Su tono insistente hace que a Ray le den ganas de abofetearlo. Ray se siente tan estúpido por no darse cuenta de que el teléfono puede suministrarles iluminación, que al sacarlo torpemente de su bolsillo desea dejar por mentiroso a Nigel, lo cual es incluso más estúpido. En el momento que Ray toca la tecla de encendido, Woody dice a los cuatro vientos:

– Connie no puede entrar. Uno de vosotros tendrá que bajar a abrir.

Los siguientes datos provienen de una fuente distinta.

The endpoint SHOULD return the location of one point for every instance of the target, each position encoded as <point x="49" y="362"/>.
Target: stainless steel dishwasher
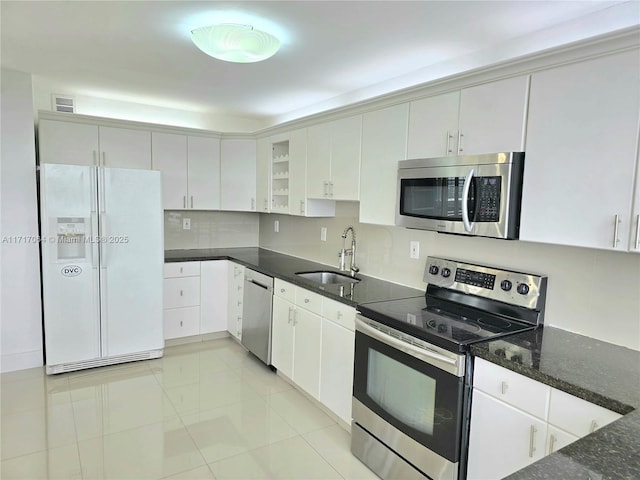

Ray aprieta un botón, y el teclado se ilumina con una luz verde. Ve a Angus comenzando a sonreír al tiempo que el brillo adhiere su distorsionada sombra gris a la puerta blanca. Nigel se inclina sobre él, su expresión de pánico comienza a relajarse, alejándose de la máscara que debió de ser en la oscuridad. Un momento después, la luz parpadea y muere, y no va a revivir por mucho que aporree el teclado. Ray oye a Nigel gimiendo por lo bajo, como alguien que no puede despertar de una pesadilla, y esta vez tiene que evitar dejarse llevar por la desesperación de Nigel. Sabe que es irracional, lo cual debería salvarle de ser afectado por ella, pero incluso tras meterse de nuevo el pedazo de plástico inservible en el bolsillo, se siente aislado de Sandra y el bebé de una manera que no había experimentado nunca antes. Hasta que puede espantar de su cabeza esa idea, comienza a creer que la cegadora oscuridad significa que nunca va a volver a verlos, que la chispa de energía restante en su móvil era su última oportunidad de llegar a ellos.